Background & Aims: Hepatic endothelial cell (EC) dysfunction and centrilobular hepatocyte necrosis occur with acetaminophen (APAP) overdose. The protease thrombin, which is acutely generated during APAP overdose, can signal through protease-activated receptors 1 and 4 (PAR1/PAR4). PAR1 is a high-affinity thrombin receptor that is known to signal on ECs, whereas PAR4 is a low-affinity thrombin receptor, and evidence for its expression and function on ECs is mixed. This study aims to exploit the high levels of thrombin generated during APAP overdose to determine (1) if hepatic endothelial PAR4 is a functional receptor, and (2) endothelial-specific functions for PAR1 and PAR4 in a high thrombin setting.

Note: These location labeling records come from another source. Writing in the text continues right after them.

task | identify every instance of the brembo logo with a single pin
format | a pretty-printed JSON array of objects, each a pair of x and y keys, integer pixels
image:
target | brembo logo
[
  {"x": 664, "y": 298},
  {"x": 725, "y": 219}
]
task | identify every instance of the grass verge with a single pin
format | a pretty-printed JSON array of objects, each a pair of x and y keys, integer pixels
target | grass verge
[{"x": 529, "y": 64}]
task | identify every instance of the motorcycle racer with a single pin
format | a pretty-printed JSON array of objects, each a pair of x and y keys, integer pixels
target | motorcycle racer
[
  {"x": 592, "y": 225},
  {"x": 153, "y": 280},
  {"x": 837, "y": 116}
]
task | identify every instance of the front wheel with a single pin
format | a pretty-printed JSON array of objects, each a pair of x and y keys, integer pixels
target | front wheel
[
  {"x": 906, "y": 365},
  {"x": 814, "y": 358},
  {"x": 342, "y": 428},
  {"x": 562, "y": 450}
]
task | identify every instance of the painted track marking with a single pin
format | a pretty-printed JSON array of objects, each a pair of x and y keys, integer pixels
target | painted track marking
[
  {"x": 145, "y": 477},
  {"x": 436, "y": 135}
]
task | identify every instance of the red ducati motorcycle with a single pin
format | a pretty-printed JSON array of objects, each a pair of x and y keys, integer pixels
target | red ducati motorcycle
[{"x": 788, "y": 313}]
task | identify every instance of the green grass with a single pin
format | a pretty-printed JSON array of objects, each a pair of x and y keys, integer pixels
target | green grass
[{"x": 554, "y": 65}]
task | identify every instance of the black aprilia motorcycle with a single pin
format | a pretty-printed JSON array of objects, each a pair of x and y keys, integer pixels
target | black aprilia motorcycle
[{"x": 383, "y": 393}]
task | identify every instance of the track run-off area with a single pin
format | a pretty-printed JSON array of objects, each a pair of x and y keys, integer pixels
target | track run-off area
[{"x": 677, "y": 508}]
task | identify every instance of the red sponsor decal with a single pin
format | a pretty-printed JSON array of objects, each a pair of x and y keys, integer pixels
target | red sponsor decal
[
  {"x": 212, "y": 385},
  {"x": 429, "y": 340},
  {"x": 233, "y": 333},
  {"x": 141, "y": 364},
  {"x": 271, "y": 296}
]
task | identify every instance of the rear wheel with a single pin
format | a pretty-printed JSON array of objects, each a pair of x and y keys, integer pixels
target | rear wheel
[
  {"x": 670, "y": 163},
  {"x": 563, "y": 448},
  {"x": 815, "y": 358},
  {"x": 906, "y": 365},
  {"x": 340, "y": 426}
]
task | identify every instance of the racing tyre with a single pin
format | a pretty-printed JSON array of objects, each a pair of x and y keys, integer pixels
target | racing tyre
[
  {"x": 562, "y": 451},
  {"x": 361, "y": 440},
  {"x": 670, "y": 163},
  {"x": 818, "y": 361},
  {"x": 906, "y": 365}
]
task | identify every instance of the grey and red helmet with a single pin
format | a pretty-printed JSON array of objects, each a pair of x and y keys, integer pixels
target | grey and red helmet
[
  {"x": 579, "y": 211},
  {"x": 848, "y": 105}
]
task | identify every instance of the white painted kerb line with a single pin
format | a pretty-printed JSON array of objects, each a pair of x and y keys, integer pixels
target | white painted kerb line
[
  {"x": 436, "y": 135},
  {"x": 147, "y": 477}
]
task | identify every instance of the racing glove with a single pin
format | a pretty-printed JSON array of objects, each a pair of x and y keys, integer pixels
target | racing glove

Methods: We generated mice with conditional deletion(s) of Par1/Par4 in ECs and overdosed them with APAP. Hepatic vascular permeability, erythrocyte congestion/bleeding, and liver function were assessed following overdose. Additionally, we investigated the expression levels of endothelial PARs and how they influence transcription in APAP-overdosed liver ECs using endothelial Translating Ribosome Affinity Purification followed by next-generation sequencing (TRAPseq). Results: We found that mice deficient in high-expressing endothelial Par1 or low-expressing Par4 had equivalent reductions in APAP-induced hepatic vascular instability but no effect on hepatocyte necrosis. Additionally, mice with loss of endothelial Par1 and Par4 had reduced permeability at an earlier time point after APAP overdose when compared to mice singly deficient in either receptor in ECs. We also found that endothelial PAR1-but not PAR4-can regulate transcription in hepatic ECs. Conclusions: Low-expressing PAR4 can react similarly to high-expressing PAR1 in APAP-overdosed hepatic ECs, demonstrating that PAR4 is a potent thrombin receptor. Additionally, these receptors are functionally redundant but act divergently in their expression and ability to influence transcription in hepatic ECs.